What was their reaction? A hushed silence for some time, Premchander reminisces. "Then one woman slowly counted and returned Rs 400 to me. When I asked her what she would do with the hundred retained, she said: `I will use Rs 50 to buy a sari, and with Rs 50, I will make and sell `Hariya' (liquor from paddy). One by one each woman returned some cash; not even one had considered a loan of more than Rs 100."

Towards the conclusion of the book, the author finds microfinance to be at the crossroads. "The sector has grown to incorporate a very large number of NGOs (non-government organisations), MFIs (microfinance institutions), banks and other public and private sector organisations providing a wide range of microfinance services. Such unprecedented supply should have been fully absorbed given a very large unmet demand."

The fact that this has not happened can be explained only by understanding the difference in the money offered and the money demanded, reasons Premchander. Since microfinance does not reach the poorer sections of the population, she emphasises that there is no alternative to providing credit at reasonable cost if the poor have to follow long-term sustainable livelihood strategies.

Recommended study.

Volatility smile

Quant, as a topic to study, may not bring a smile to the numerically-challenged among most us, who may, in all probability, wince at hearing that an active area of research in quantitative finance is the modelling of the volatility smile.

"Typically, a quantitative analyst will calculate the implied volatility from liquid vanilla options and use models of the smile to calculate the price of more exotic options," write Sasidharan K. and Alex K. Mathews in Option Trading: Bear Market Strategies (www.tatamcgrawhill.com).

They explain that in finance the `volatility smile' is a long-observed pattern in which at-the-money (ATM) options tend to have lower implied volatilities than other options. "The pattern displays different characteristics for different markets and results from the probability of extreme moves. Equity options traded in American markets did not show a volatility smile before the crash of 1987, but began showing one afterwards."
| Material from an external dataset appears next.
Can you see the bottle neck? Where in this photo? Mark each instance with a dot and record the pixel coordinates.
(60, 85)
Opinions may, however, differ on whether the volatility smile using Reliance Industries call option (as portrayed in an example that studies the `call strike' and `implied volatility' from 1950 to 2600) seems more like a smirk than a beam.

A closely related concept that the authors explain is that of term structure of volatility, which refers to how implied volatility differs for related options with different maturities. "An implied volatility surface is a 3-D plot that combines volatility smile and term structure of volatility into a consolidated view of all options for an underlying."

For the avid, there is the GARCH (generalised autoregressive conditional heteroskedasticity) model to calculate volatility; it is based on the assumption that stock returns are heteroskedastic, which means the returns are not scattered evenly or homogenously during the observed period.

To those who have fallen off the chair while struggling to make meaning of all these, and who wonder what relevance a word such as `volatility,' something associated with liquids, can have to markets, here is some patient explanation. "The dictionary meaning of the word `volatile' is `moving lightly and rapidly about'. Another meaning for the same is `evaporating.' In the context of stock market, the term volatility is used to describe the uncertainty of the future price of the scrip or index."

Sample these recent news headlines: `Weekly review: Markets end weak amid volatile trades. Sensex volatile: ONGC, SBI, HDFC, ICICI Bk, BHEL decline. Sensex ruling in volatile zone, down 0.22 per cent. Sensex volatile; IT, banks, realty up, pharma, auto down.'

Volatility, which is an important factor in determining the option prices, is measured in terms of annualised standard deviation of the continuously compounded returns of the asset, the book educates. "Usually, it is used for quantifying the risk involved while trading in an instrument over a particular time period."